Like Russia, China is a country on the other side of the world with a different history, culture and geography. It doesn’t have the same interests as the United States. It’s also a major economic power. It is therefore a competitor to the United States. But a competitor doesn’t necessarily have to be an enemy to be vilified. I don’t see the genuine problems between the United States and China as being insurmountable, but instead they could be managed with courage and skillful diplomacy. But as I’ve explained in regard to managing relations with Russia, diplomacy requires an understanding of the other nation’s perceived interests and what shapes them. For some insight into how the U.S. military posture in Asia – which the Pentagon is now quietly requesting $20 billion more for – may look from China’s perspective, check out award-winning journalist John Pilger’s documentary “The Coming War on China”:

Unfortunately, for a significant segment of our political class, the world is a Manichean place in which any other country who has the capability of pursuing national interests that are separate from the United States, must be met with a mobilization for war and the propaganda framing to support it, which the defense industry and the corporate media profit from. This represents an immature, arrogant and entitled mindset that is a holdover from our 3-decades long stint of being able to dominate much of the globe with our economic power, petrodollar and 700+ military bases. That domination is not sustainable and is in the process of collapsing. It is time for our political class to accept it and adopt a more mature outlook in which we manage our problems with competitor nations with sophisticated diplomacy and a dose of humility.
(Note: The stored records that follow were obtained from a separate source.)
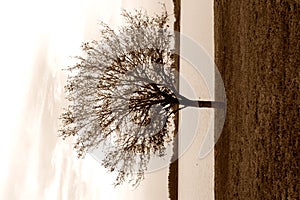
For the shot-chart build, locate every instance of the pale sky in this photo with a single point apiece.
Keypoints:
(37, 40)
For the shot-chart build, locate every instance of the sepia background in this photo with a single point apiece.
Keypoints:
(38, 39)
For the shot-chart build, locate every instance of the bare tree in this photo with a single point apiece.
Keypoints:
(123, 95)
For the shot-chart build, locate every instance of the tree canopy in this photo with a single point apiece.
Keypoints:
(123, 97)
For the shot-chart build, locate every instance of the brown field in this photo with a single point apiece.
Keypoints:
(257, 50)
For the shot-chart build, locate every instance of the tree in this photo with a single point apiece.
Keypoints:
(124, 97)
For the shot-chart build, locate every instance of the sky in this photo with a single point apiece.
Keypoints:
(37, 40)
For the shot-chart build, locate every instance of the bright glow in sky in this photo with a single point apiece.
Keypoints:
(37, 39)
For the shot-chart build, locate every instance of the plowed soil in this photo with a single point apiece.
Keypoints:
(257, 51)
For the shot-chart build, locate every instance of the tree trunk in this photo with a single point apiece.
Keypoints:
(203, 104)
(173, 169)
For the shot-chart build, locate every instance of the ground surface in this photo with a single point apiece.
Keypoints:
(257, 48)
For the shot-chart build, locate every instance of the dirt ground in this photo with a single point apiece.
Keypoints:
(257, 50)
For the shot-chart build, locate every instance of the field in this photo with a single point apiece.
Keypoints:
(257, 51)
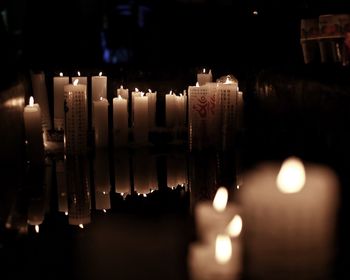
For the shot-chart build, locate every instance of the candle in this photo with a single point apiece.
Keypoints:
(82, 80)
(290, 216)
(58, 90)
(123, 92)
(33, 132)
(170, 109)
(220, 260)
(152, 102)
(214, 218)
(79, 202)
(203, 77)
(122, 172)
(100, 117)
(40, 95)
(76, 119)
(120, 121)
(140, 131)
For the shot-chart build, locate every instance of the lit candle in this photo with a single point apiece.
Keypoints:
(140, 131)
(214, 218)
(204, 77)
(290, 215)
(101, 122)
(33, 132)
(76, 120)
(170, 109)
(152, 101)
(40, 95)
(82, 80)
(123, 92)
(99, 87)
(58, 90)
(122, 172)
(120, 121)
(219, 260)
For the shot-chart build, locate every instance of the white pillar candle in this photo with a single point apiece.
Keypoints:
(41, 97)
(100, 117)
(58, 90)
(220, 260)
(99, 87)
(152, 102)
(213, 218)
(290, 217)
(76, 119)
(140, 130)
(170, 109)
(123, 92)
(33, 132)
(120, 121)
(204, 77)
(122, 172)
(82, 80)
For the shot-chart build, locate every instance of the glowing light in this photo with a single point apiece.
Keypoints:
(220, 199)
(223, 249)
(291, 178)
(234, 228)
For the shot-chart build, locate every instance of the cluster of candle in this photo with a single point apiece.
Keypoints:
(218, 253)
(215, 112)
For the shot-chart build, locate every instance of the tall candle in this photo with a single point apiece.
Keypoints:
(33, 132)
(204, 77)
(76, 120)
(290, 215)
(152, 101)
(100, 117)
(123, 92)
(41, 97)
(170, 109)
(58, 90)
(140, 131)
(120, 121)
(82, 80)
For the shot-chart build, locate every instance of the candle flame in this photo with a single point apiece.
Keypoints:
(234, 228)
(291, 177)
(223, 249)
(220, 199)
(31, 101)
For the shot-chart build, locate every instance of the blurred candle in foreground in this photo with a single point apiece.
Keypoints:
(33, 132)
(220, 260)
(58, 91)
(290, 216)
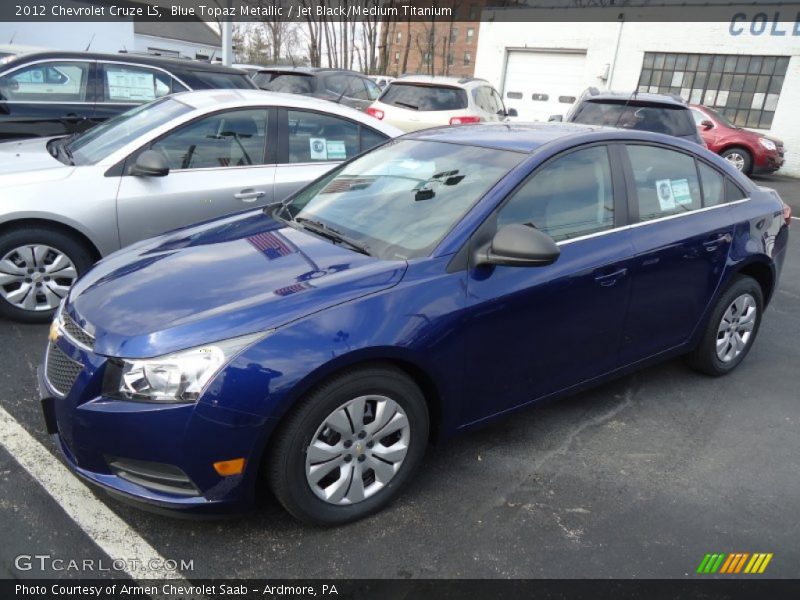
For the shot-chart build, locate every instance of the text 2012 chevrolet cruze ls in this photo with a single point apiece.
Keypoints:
(434, 283)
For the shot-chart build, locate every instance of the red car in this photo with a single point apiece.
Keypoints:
(748, 151)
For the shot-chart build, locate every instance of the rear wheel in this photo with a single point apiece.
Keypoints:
(739, 158)
(731, 330)
(349, 447)
(37, 268)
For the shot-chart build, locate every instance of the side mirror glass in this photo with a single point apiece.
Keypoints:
(150, 164)
(519, 246)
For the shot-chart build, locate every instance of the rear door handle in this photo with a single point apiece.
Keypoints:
(249, 195)
(609, 279)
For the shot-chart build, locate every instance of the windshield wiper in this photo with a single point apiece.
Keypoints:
(327, 232)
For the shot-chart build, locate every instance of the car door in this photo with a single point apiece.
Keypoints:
(536, 330)
(219, 163)
(46, 98)
(121, 86)
(681, 236)
(312, 143)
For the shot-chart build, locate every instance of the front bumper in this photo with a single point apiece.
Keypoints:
(93, 433)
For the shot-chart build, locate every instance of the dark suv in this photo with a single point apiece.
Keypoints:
(640, 111)
(56, 93)
(339, 85)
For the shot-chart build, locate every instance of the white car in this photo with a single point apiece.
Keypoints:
(189, 157)
(419, 101)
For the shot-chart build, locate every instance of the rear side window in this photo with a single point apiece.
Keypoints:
(288, 83)
(674, 121)
(666, 181)
(424, 97)
(713, 185)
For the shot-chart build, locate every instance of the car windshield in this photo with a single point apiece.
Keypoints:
(644, 117)
(108, 137)
(401, 199)
(290, 83)
(424, 97)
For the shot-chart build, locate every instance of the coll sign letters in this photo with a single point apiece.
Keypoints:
(762, 23)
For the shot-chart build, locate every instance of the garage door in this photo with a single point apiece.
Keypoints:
(540, 84)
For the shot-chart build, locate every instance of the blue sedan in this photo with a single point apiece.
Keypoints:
(442, 280)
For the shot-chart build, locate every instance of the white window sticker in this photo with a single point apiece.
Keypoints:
(336, 150)
(319, 148)
(673, 193)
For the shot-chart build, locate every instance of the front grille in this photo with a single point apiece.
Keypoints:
(61, 371)
(76, 332)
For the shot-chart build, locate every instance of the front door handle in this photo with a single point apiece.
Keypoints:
(609, 279)
(249, 195)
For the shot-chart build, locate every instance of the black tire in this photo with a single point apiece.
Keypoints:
(286, 460)
(704, 357)
(747, 158)
(76, 252)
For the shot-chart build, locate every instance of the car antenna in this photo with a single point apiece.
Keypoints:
(625, 106)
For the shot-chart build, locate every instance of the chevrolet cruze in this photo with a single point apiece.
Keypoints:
(442, 280)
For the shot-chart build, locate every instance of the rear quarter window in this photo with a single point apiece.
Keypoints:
(424, 97)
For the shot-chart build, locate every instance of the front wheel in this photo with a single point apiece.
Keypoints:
(731, 330)
(37, 268)
(349, 447)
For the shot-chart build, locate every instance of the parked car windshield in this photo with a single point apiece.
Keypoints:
(424, 97)
(108, 137)
(674, 121)
(291, 83)
(401, 199)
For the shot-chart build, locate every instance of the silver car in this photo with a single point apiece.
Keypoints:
(66, 202)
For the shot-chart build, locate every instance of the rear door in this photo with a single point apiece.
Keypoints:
(219, 164)
(47, 98)
(312, 143)
(682, 232)
(541, 84)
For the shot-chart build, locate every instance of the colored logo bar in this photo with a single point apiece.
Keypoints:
(734, 563)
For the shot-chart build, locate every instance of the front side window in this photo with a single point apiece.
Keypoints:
(666, 181)
(401, 199)
(123, 83)
(108, 137)
(56, 81)
(570, 196)
(315, 137)
(228, 139)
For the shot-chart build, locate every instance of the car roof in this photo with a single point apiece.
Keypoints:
(636, 98)
(528, 137)
(225, 98)
(143, 59)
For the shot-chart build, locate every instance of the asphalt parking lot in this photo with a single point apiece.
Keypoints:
(638, 478)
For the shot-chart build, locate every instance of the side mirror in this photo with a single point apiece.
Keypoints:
(150, 164)
(518, 246)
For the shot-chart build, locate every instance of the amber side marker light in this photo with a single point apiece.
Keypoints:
(229, 467)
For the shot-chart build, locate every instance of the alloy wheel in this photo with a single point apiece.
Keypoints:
(358, 449)
(736, 327)
(36, 277)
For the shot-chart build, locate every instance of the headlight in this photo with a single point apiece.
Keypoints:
(178, 377)
(768, 144)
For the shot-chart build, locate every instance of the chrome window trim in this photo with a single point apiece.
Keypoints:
(643, 223)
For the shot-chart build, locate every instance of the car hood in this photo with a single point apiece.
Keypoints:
(29, 160)
(229, 277)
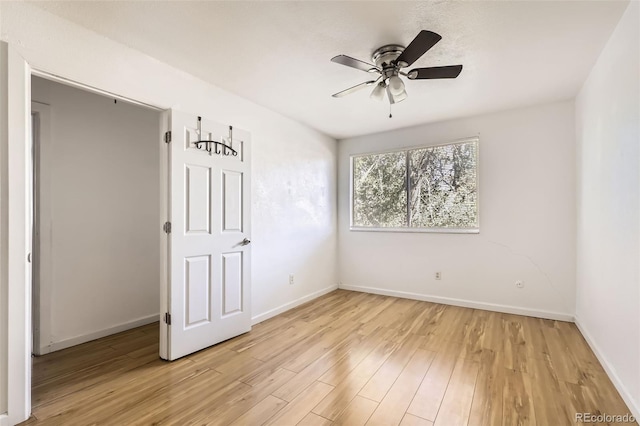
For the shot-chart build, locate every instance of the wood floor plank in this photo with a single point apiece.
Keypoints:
(235, 406)
(411, 420)
(517, 399)
(261, 412)
(357, 413)
(312, 419)
(384, 378)
(456, 405)
(486, 408)
(302, 405)
(346, 357)
(428, 398)
(348, 386)
(394, 405)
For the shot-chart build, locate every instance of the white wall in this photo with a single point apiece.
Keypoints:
(527, 219)
(100, 198)
(3, 228)
(608, 228)
(293, 166)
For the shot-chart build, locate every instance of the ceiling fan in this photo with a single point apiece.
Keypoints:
(389, 61)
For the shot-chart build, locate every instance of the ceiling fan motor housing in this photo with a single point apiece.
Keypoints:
(385, 58)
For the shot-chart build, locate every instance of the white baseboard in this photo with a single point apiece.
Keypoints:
(283, 308)
(67, 343)
(633, 405)
(464, 303)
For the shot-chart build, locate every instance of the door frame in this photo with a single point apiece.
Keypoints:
(16, 213)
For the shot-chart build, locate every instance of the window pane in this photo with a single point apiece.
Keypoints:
(443, 187)
(379, 190)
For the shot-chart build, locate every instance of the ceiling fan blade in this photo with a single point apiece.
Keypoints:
(353, 89)
(354, 63)
(450, 71)
(424, 41)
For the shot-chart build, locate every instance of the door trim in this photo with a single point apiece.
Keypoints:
(18, 236)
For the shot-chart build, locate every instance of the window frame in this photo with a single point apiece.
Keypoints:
(408, 229)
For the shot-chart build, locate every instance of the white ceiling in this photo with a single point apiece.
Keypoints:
(277, 53)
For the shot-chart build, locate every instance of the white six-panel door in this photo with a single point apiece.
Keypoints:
(209, 254)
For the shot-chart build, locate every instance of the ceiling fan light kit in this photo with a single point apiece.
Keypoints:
(389, 61)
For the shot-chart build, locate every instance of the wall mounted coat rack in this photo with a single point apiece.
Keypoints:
(218, 147)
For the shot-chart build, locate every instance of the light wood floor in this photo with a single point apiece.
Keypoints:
(344, 359)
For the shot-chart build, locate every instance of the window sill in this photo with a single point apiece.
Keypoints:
(418, 230)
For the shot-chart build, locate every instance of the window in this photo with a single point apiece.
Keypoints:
(431, 188)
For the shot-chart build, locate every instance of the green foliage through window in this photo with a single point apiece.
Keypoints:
(430, 187)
6 thoughts on “Why You Should Be Skeptical of the Demonization of China”

  1. Well with dnc successfully stopping Burnie we’ll be stuck with the trumpster and deep state longer as they finish the job on us on Main Street. The propaganda will be endless China & Russia bad Amerika good as we as a nation slip into 3rd or 4th world statues. Sad

    In other news V. Putin gives hospital staffs a raise as their fight just begins.

  2. Natalie,

    I was already familiar with the Grayzone report and John Pilger’s film documentary (for early American wars on China, see W. Blum’s book, Killing Hope), but Eric X. Lee’s “Ted Talk” was a revelation. Interesting how China has elaborated her traditional Confucian meritocracy into one even more systematic, with feedback through extensive polling at all levels. Of course, there will be a tendency to favoritism and to venal corruption, as there is everywhere. But their system seems clean compared to our system of two factions (“two wings of one bird of prey”), both imperialist and owned by big donors, neither faction reflecting the will of its voters on such policies as universal healthcare or an end to warmongering. And, one presumes, the Chinese press can be no more regime-serving than ours, with even npr and PBS fully compromised.
    Thanks for your work.

    Allen Edmundson

    1. Thanks, Allen. I remember when I first saw that Ted Talk by Li several years back. It was a real eye-opener.